President Biden signed an executive order in February 2021, for a comprehensive review of critical US supply chains, with the associated White House report being released in June. Among other recommendations, the review determined that a solid supply chain must include a small and medium-sized business manufacturing base and highlighted the US’s need to diversify its international suppliers to reduce the risks associated with geographic concentration.
The Japanese government has focused its efforts on subsidizing local businesses to strengthen domestic supply chains. It has distributed 146 subsidies totaling 247.8 billion yen ($2.4 billion) with the goal of encouraging an increase in domestic manufacturing, to reduce the country’s dependence on Chinese supply. Japan is also investing in overseas rare earth minerals projects, particularly in Australia and India to reduce its reliance on China’s supply from 58% registered in 2019, down to 50% by 2025.

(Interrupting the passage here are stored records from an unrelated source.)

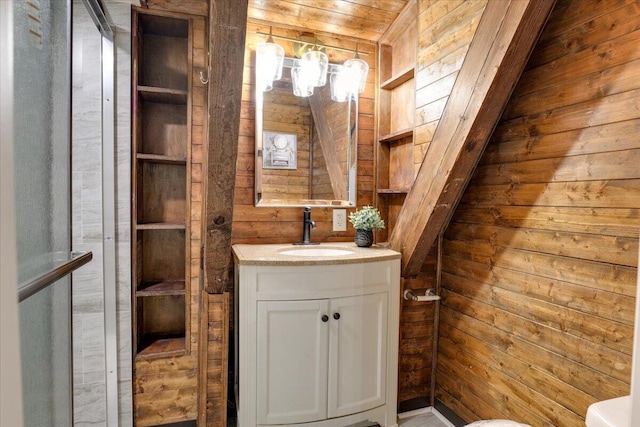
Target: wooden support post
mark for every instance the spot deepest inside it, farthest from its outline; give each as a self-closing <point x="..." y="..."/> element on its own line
<point x="227" y="28"/>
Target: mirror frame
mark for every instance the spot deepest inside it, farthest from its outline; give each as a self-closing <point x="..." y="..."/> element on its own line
<point x="352" y="128"/>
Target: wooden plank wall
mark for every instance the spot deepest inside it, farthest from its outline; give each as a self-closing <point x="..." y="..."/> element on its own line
<point x="539" y="262"/>
<point x="165" y="389"/>
<point x="445" y="30"/>
<point x="283" y="225"/>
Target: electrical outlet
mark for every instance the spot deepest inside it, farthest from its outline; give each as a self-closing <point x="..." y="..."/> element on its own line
<point x="339" y="220"/>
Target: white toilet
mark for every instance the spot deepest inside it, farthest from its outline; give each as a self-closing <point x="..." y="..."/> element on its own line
<point x="496" y="423"/>
<point x="609" y="413"/>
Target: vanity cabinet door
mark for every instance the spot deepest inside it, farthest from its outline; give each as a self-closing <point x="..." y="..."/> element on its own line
<point x="292" y="351"/>
<point x="358" y="354"/>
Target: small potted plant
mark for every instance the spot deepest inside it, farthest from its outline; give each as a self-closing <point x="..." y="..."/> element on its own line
<point x="365" y="221"/>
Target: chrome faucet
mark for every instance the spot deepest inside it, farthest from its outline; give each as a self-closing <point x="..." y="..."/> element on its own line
<point x="307" y="225"/>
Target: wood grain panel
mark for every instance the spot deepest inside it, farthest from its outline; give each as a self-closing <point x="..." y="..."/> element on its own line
<point x="540" y="260"/>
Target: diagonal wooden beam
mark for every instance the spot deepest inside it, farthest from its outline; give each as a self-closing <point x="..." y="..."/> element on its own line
<point x="227" y="29"/>
<point x="328" y="146"/>
<point x="497" y="55"/>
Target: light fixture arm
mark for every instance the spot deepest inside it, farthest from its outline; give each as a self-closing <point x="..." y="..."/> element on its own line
<point x="316" y="44"/>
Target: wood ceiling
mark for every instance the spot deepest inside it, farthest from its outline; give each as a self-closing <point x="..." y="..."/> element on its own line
<point x="358" y="19"/>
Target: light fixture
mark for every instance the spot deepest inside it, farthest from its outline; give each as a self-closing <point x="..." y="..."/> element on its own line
<point x="310" y="71"/>
<point x="314" y="65"/>
<point x="269" y="62"/>
<point x="357" y="70"/>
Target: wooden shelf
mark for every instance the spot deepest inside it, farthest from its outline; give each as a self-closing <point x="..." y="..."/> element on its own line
<point x="398" y="79"/>
<point x="159" y="158"/>
<point x="161" y="226"/>
<point x="167" y="287"/>
<point x="153" y="346"/>
<point x="163" y="95"/>
<point x="396" y="136"/>
<point x="393" y="191"/>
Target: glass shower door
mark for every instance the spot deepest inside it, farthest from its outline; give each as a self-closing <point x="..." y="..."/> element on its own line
<point x="41" y="148"/>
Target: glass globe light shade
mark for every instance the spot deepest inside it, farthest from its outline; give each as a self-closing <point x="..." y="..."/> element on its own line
<point x="269" y="62"/>
<point x="357" y="70"/>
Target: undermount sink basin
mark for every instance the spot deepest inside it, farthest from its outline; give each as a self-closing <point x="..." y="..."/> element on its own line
<point x="316" y="252"/>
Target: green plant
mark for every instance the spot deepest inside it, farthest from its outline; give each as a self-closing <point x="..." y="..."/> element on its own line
<point x="367" y="218"/>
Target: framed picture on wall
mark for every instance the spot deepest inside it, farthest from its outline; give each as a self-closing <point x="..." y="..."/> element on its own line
<point x="279" y="150"/>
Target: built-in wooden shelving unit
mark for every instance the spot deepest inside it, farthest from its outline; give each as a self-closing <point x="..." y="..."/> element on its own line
<point x="396" y="109"/>
<point x="161" y="184"/>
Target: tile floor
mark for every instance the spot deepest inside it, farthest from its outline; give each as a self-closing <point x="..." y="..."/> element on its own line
<point x="428" y="419"/>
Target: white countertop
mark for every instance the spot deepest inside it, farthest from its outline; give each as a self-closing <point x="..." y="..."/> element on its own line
<point x="276" y="254"/>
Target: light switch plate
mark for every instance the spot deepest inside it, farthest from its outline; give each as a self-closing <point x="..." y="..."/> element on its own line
<point x="339" y="220"/>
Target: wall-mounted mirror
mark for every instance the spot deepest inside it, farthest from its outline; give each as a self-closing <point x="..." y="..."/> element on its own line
<point x="305" y="147"/>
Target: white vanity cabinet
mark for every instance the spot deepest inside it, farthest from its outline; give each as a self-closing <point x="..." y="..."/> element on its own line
<point x="317" y="342"/>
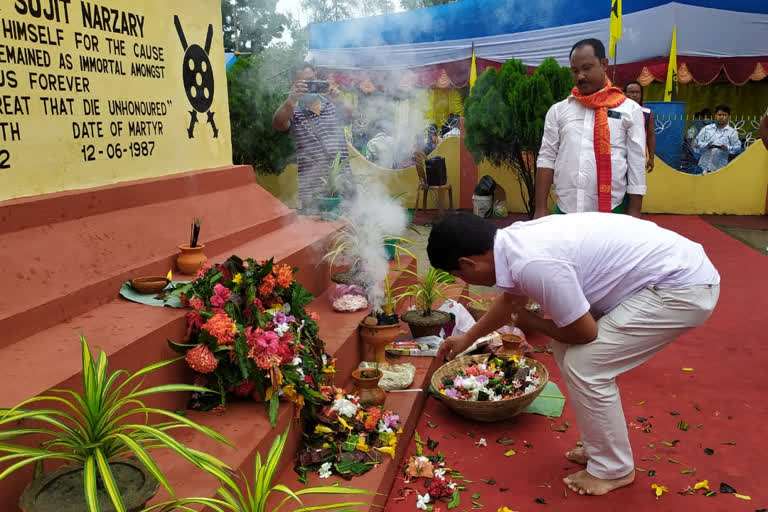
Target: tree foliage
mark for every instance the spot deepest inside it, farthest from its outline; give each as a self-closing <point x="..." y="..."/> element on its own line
<point x="258" y="23"/>
<point x="505" y="118"/>
<point x="255" y="92"/>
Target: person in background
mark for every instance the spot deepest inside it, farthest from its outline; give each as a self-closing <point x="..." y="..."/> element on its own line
<point x="313" y="120"/>
<point x="616" y="290"/>
<point x="381" y="147"/>
<point x="593" y="148"/>
<point x="716" y="141"/>
<point x="634" y="91"/>
<point x="433" y="139"/>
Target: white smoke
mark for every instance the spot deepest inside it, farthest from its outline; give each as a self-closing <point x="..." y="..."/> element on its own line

Outlook: The Global Supply Chain Looking Forward
As lockdowns have lifted and a global economic recovery has gathered pace, consumer demand has increased sharply. Supply chains that were disrupted during the crisis continue to face significant challenges and are struggling to bounce back, much less meet increased demand. While companies and governments alike have taken substantial action in response to the supply chain crises, these will not be sufficient to solve supply chain woes in the near term. Months of shipping backlogs and continuing labor shortages have caused bottlenecks that are proving difficult to resolve, and most analysts agree that supply chain problems will only get worse before they get better, with some estimates warning that the crisis could last another two years.